StretchBEV: Stretching Future Instance Prediction Spatially and Temporally
This addresses the inherent uncertainty in predicting agent locations and motions over longer time horizons for self-driving systems, representing an incremental improvement in stochastic modeling.
The paper tackles the problem of degrading quality in long-term future instance prediction for self-driving by introducing a stochastic temporal model that learns dynamics in a latent space with stochastic residual updates, resulting in more diverse and accurate predictions, with improvements in spatial and temporal coverage compared to previous work.

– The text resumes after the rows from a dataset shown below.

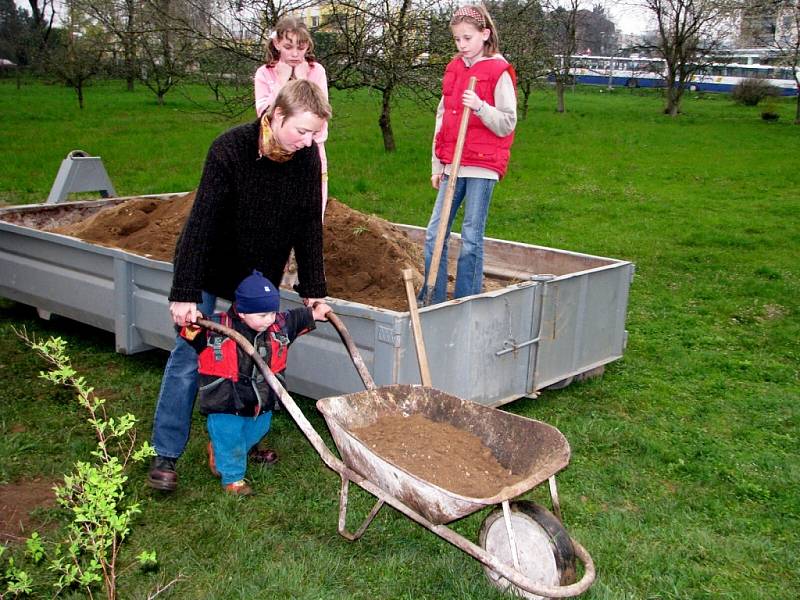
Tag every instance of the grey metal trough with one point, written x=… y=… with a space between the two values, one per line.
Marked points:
x=562 y=314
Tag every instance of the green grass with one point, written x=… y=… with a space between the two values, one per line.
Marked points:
x=684 y=476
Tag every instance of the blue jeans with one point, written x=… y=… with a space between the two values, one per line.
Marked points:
x=232 y=437
x=476 y=194
x=173 y=418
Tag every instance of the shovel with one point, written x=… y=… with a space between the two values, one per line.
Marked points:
x=447 y=202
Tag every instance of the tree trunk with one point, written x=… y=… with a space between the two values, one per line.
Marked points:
x=673 y=101
x=526 y=93
x=560 y=96
x=386 y=121
x=797 y=110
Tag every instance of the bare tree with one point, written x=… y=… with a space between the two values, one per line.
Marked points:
x=523 y=43
x=43 y=14
x=166 y=54
x=120 y=18
x=561 y=27
x=230 y=38
x=689 y=31
x=384 y=46
x=784 y=37
x=78 y=54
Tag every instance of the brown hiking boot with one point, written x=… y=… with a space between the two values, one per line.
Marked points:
x=239 y=488
x=162 y=475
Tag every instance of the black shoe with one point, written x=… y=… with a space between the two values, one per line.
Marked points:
x=162 y=475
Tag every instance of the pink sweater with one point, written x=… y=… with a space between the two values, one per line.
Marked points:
x=267 y=87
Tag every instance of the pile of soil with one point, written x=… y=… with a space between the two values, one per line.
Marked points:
x=17 y=503
x=439 y=453
x=364 y=254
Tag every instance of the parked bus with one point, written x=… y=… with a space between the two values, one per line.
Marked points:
x=632 y=71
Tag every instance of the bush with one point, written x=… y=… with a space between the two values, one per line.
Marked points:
x=752 y=91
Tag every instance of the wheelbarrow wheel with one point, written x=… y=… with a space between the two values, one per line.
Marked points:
x=545 y=551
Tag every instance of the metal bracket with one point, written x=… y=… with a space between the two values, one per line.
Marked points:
x=510 y=345
x=80 y=172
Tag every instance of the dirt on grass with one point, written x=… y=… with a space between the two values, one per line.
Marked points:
x=18 y=503
x=364 y=254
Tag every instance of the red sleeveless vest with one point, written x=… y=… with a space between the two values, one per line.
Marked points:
x=482 y=147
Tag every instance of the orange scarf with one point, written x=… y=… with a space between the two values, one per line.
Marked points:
x=268 y=146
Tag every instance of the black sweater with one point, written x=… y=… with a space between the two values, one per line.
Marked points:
x=248 y=214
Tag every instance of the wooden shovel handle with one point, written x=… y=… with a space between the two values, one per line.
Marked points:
x=355 y=355
x=447 y=202
x=422 y=356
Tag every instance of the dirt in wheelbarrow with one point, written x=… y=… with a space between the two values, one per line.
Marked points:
x=439 y=453
x=364 y=254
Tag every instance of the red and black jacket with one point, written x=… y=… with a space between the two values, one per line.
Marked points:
x=230 y=381
x=483 y=148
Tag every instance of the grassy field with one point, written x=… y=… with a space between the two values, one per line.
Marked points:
x=685 y=472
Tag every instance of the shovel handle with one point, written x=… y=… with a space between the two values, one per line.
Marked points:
x=286 y=400
x=416 y=328
x=355 y=355
x=447 y=201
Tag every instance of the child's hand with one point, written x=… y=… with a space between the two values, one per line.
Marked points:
x=471 y=100
x=320 y=310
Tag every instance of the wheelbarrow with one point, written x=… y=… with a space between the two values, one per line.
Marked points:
x=523 y=547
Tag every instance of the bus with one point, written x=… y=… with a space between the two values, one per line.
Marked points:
x=634 y=71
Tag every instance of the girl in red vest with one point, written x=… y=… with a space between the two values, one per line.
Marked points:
x=484 y=160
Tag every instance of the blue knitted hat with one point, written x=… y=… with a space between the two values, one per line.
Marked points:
x=256 y=294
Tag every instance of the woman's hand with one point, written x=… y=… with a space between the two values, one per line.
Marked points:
x=471 y=100
x=320 y=310
x=184 y=313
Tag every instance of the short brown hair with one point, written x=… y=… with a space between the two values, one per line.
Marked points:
x=286 y=26
x=477 y=16
x=301 y=95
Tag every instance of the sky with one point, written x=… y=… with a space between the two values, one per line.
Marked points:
x=628 y=17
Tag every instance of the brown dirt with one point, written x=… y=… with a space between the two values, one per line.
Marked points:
x=17 y=502
x=364 y=254
x=438 y=453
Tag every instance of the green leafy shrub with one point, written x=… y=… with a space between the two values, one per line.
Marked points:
x=751 y=91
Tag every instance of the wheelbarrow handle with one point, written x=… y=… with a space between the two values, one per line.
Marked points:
x=355 y=355
x=286 y=400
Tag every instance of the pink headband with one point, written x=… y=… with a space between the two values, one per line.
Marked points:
x=472 y=13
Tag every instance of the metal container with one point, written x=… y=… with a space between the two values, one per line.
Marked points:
x=562 y=314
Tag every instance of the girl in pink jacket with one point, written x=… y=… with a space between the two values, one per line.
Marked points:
x=290 y=55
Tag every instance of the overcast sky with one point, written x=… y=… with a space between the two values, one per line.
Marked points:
x=628 y=17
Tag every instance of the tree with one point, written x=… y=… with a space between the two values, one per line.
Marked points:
x=15 y=25
x=785 y=38
x=384 y=46
x=561 y=25
x=78 y=53
x=120 y=18
x=43 y=14
x=524 y=44
x=166 y=53
x=595 y=33
x=688 y=32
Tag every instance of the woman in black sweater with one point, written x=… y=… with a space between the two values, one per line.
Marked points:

In self-driving, predicting future in terms of location and motion of all the agents around the vehicle is a crucial requirement for planning. Recently, a new joint formulation of perception and prediction has emerged by fusing rich sensory information perceived from multiple cameras into a compact bird's-eye view representation to perform prediction. However, the quality of future predictions degrades over time while extending to longer time horizons due to multiple plausible predictions. In this work, we address this inherent uncertainty in future predictions with a stochastic temporal model. Our model learns temporal dynamics in a latent space through stochastic residual updates at each time step. By sampling from a learned distribution at each time step, we obtain more diverse future predictions that are also more accurate compared to previous work, especially stretching both spatially further regions in the scene and temporally over longer time horizons. Despite separate processing of each time step, our model is still efficient through decoupling of the learning of dynamics and the generation of future predictions.